Родное пепелище | страница 87



Но не было бойца столь храброго и беззаветного в коммунальной сваре, как баба Лида.

Неутомимая склочница Елена Михайловна побаивалась бабу Лиду, хотя и форсила, не подавая вида.

Однажды баба Лида выносила горшок любимой внучки, названной в ее честь – в одной руке собственно сосуд, а в другой – крышка.

– Лидия Семеновна! – громовым голосом обратилась к своему заклятому врагу Елена Михайловна, – я неоднократно просила вас проносить ночную вазу по местам общего пользования в закрытом виде!

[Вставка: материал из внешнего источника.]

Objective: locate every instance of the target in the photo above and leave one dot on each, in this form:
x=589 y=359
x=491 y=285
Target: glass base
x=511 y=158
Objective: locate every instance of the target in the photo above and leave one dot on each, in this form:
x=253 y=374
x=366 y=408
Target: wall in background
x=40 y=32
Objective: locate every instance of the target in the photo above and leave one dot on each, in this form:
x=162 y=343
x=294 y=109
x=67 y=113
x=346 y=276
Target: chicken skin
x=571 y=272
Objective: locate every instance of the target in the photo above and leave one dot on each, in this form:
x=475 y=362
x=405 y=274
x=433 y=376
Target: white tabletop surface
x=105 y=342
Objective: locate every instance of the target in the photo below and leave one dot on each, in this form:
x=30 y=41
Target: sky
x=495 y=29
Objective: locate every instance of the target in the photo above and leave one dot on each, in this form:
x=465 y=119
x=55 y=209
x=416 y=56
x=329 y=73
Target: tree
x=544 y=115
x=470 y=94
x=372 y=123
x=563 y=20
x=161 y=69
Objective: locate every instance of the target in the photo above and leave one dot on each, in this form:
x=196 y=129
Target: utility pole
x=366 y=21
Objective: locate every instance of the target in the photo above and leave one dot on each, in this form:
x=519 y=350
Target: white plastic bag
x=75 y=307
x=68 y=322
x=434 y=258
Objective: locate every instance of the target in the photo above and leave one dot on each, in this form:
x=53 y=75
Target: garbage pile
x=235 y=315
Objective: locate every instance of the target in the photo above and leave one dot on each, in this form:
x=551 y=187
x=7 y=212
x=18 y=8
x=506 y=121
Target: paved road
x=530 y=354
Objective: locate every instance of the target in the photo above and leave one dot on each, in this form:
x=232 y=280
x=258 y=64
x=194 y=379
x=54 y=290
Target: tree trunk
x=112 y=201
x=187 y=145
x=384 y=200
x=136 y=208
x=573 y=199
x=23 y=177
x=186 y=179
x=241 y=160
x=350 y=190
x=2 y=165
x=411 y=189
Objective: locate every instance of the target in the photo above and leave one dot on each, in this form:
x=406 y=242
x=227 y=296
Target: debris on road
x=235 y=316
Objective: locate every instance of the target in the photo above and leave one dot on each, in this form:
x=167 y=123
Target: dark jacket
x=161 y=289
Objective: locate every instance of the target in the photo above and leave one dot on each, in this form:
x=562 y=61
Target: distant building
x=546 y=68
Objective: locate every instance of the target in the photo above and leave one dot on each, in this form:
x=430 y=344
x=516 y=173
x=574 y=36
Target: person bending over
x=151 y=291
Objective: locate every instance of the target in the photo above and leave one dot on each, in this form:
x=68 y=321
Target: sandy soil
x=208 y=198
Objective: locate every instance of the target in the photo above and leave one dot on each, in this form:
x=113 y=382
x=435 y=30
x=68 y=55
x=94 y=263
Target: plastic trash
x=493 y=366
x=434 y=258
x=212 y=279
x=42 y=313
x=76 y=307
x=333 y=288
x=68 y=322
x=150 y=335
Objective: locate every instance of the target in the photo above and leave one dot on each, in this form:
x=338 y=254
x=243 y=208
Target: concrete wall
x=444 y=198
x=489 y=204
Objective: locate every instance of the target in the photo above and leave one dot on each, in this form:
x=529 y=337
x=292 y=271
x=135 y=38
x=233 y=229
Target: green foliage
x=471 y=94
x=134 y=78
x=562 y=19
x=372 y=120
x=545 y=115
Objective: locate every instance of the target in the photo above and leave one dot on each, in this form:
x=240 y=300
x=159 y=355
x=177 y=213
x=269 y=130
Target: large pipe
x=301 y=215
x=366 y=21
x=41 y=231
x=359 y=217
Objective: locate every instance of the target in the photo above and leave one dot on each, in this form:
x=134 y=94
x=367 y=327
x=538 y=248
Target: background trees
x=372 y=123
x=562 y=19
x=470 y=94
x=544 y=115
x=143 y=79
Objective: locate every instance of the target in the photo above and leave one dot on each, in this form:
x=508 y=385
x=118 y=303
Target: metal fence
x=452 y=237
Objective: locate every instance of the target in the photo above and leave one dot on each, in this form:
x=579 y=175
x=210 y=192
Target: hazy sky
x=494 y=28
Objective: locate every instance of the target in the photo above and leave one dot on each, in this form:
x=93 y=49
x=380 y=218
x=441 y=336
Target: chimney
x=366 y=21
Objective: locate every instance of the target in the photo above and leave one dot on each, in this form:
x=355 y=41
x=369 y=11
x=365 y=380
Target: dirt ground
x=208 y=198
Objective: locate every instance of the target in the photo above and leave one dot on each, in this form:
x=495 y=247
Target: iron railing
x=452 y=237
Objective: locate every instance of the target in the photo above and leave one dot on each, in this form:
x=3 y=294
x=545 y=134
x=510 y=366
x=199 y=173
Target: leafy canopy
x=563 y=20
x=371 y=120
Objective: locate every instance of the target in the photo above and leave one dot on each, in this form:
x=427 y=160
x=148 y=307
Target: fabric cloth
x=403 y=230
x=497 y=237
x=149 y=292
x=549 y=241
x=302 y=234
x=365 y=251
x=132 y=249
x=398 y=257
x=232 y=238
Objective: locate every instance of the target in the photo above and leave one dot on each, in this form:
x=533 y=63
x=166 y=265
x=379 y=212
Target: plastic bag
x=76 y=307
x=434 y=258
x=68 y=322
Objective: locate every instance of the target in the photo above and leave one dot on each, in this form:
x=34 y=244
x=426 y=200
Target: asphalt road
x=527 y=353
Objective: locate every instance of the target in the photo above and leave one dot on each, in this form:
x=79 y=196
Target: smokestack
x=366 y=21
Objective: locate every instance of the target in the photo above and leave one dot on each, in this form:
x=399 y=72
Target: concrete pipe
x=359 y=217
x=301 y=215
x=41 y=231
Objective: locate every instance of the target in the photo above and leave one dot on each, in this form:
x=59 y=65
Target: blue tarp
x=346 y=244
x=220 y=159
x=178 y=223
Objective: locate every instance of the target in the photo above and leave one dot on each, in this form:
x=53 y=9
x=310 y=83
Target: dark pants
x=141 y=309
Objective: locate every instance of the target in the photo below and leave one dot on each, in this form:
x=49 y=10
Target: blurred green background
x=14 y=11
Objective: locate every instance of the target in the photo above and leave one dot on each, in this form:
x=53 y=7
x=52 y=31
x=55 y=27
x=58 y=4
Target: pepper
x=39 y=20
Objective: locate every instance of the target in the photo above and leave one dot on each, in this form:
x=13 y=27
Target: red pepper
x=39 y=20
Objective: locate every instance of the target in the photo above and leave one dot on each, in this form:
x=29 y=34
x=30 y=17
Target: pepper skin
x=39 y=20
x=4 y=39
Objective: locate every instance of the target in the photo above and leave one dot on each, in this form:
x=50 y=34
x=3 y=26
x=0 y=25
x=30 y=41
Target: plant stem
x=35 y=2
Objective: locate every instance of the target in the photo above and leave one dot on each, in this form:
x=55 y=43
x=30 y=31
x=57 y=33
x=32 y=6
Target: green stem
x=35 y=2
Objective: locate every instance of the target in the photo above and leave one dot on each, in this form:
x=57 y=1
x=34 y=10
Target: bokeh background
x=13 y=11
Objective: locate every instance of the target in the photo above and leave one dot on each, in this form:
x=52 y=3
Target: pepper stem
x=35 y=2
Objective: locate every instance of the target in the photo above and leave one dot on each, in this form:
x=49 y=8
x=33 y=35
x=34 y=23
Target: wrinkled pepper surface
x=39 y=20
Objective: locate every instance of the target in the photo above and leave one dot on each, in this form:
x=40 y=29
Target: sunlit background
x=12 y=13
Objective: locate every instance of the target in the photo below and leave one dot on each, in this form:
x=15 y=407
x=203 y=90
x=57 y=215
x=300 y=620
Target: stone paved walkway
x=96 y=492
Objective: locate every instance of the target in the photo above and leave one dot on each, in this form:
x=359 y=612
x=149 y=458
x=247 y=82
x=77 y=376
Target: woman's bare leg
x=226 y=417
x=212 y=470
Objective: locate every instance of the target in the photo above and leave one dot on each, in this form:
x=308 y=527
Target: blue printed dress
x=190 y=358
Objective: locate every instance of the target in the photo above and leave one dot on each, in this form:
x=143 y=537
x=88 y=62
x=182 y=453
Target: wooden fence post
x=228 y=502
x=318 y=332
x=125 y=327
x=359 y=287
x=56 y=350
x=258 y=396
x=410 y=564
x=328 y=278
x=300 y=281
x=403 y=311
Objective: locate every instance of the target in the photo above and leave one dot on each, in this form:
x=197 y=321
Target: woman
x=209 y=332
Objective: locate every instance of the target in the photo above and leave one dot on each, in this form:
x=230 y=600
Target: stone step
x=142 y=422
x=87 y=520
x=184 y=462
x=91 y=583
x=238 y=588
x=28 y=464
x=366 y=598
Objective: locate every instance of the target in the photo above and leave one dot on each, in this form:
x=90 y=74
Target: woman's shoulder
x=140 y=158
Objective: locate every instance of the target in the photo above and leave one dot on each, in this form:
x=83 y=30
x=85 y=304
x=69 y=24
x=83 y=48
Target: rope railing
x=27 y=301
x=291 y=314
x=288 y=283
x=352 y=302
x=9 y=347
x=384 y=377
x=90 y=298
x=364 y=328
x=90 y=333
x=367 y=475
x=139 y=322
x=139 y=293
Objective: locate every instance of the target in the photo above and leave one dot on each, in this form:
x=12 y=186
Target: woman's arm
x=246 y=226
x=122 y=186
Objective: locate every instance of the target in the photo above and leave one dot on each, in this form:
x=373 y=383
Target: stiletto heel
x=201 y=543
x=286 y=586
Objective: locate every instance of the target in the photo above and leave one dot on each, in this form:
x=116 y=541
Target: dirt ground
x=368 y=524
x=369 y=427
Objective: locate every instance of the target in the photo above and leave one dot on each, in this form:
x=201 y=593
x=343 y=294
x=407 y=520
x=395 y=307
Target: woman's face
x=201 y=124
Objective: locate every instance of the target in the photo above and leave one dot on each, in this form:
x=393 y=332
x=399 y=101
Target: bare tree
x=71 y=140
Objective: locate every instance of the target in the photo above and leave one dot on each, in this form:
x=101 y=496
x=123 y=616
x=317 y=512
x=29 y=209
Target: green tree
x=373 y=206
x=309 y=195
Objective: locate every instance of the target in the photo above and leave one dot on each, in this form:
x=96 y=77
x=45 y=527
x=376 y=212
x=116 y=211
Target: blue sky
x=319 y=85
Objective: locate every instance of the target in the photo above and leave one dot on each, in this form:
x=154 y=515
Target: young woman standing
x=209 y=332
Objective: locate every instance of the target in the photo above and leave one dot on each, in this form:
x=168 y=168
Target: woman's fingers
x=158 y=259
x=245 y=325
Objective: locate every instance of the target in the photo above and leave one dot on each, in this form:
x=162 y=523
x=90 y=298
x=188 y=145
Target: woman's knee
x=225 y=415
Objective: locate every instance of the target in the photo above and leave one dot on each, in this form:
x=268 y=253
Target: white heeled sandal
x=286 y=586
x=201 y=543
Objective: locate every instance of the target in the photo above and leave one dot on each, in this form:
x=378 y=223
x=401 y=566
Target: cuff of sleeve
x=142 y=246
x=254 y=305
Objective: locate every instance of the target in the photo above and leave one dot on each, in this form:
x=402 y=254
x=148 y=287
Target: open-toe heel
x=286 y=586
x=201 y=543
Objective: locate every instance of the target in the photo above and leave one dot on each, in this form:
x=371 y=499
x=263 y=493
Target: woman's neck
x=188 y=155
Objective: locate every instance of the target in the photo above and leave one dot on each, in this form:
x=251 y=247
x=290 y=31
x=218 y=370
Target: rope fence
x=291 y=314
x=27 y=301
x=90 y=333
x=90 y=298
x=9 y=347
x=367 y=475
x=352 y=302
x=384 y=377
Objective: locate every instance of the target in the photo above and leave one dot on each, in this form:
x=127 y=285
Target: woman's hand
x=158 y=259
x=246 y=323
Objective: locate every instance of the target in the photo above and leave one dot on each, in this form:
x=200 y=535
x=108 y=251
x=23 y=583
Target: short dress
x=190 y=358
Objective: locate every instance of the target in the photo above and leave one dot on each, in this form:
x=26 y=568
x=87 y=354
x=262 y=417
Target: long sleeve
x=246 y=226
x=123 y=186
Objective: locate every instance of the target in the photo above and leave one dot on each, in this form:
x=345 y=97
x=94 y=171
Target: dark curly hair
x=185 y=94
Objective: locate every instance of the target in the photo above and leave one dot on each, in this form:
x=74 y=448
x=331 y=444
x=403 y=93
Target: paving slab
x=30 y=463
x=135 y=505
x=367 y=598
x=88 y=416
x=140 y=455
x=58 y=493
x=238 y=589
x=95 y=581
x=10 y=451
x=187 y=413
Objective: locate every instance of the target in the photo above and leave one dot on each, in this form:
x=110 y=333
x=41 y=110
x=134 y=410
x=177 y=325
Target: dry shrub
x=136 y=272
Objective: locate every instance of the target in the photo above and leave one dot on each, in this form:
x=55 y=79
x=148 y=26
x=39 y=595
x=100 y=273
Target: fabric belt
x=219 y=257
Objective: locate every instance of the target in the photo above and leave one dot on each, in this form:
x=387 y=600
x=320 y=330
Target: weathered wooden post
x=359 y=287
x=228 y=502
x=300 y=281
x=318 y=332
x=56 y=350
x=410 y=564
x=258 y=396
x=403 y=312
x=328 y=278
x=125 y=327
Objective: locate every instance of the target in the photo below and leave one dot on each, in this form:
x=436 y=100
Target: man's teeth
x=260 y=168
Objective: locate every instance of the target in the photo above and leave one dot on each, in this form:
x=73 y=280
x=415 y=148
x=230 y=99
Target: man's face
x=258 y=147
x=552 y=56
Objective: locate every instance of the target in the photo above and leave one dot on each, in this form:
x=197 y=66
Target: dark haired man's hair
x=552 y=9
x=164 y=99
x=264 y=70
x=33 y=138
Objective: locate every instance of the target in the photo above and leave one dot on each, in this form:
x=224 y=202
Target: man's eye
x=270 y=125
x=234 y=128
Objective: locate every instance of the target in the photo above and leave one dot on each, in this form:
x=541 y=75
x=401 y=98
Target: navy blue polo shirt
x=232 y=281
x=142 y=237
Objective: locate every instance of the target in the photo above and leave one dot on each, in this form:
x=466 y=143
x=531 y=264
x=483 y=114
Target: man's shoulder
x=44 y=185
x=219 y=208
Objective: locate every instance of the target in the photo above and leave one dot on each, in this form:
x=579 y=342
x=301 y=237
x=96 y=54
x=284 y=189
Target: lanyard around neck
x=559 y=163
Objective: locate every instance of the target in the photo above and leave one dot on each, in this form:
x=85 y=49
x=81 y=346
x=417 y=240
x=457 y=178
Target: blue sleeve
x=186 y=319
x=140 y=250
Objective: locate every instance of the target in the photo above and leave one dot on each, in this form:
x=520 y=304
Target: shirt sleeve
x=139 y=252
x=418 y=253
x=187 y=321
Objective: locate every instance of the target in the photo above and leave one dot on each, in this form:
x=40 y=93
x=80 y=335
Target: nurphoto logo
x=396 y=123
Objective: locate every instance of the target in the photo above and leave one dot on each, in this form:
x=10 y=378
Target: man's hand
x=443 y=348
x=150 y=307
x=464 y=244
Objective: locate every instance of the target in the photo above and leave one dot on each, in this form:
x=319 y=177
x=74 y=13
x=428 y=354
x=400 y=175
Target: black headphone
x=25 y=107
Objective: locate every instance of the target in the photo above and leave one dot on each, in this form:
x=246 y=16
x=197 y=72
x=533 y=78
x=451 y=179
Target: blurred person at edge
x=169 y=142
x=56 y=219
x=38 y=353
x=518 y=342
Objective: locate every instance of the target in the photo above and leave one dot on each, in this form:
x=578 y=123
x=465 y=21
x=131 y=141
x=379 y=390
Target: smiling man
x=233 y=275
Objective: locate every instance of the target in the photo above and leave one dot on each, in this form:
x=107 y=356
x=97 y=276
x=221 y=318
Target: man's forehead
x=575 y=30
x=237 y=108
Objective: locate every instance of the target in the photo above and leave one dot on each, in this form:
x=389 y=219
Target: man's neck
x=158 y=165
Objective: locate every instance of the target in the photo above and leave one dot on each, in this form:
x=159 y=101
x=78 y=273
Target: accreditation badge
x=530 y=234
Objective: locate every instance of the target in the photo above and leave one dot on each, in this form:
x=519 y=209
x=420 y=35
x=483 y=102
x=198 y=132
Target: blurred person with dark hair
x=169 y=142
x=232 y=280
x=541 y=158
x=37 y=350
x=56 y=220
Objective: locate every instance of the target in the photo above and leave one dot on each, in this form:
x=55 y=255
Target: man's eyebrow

Елена Михайловна пылала праведным гневом:

– Я, как медработник…

Крыть было нечем.

Но регулярное общение с воркутинскими шахтерами не могло пройти даром.

Баба Лида, всклокоченная, по обыкновению, уперлась крышкой горшка в свой толстый бок – это был опасный признак.

– Эти детские писи, – чеканно и сдержанно произнесла баба Лида, – эти детские писи в тысячу раз чище вашей ядовитой слюны! – и она изо всех сил шваркнула горшком по кухонному столу Елены Михайловны, только что отдраенному щеткой и 72% хозяйственным мылом.

Чистейшие детские писи залили только что постеленную новую клетчатую клеенку.

Елена Михайловна без чувств пала в своевременно расставленные руки пьяного супруга. Он потащил жену в комнату, ноги Елены Михайловны волочились по полу, как неживые.

Сидя у печки, я наблюдал всю эту воистину шекспировскую сцену и радовался, что Елену Михайловну парализовало.

Не тут-то было, часа через два, услышав шаги бабы Лиды в коридоре, медработник высунула голову из двери и пригрозила:

– Вам это так не сойдет.

Еще через пару часов баба Лида вернулась, с ней была тетя Шура, обе в черной железнодорожной форме, что придавало визиту некоторую официальность.

Они привезли точно такой же кусок точно такой же клеенки в бело-синюю клетку, бутылку невыносимо вонючего железнодорожного каустика, железную скребницу, какой чистят лошадей, танки и вагоны.

Шура постучала и приказала Александру Ивановичу выйти.

Оказалось, что кроме каустика они привезли еще и водку.

Женщины в форме выпили с кавалеристом за почин, отдраили стол каустиком, накрыли его новой клеенкой, как-то сами собой на ней образовались четыре граненых стопки, появился Федор Яковлевич с тальянкой, и через час в квартире стоял дым коромыслом.

В конце концов выползла Елена Михайловна и пригласила дорогих гостей к себе в комнату: украинское сало, домашняя колбаса, соленый палтус, квашеная капуста, огурцы и свежие яички, сваренные тетей Маней, портвейн «Айгишат» и дорогое «Суворовское» печенье произвели на нее впечатление.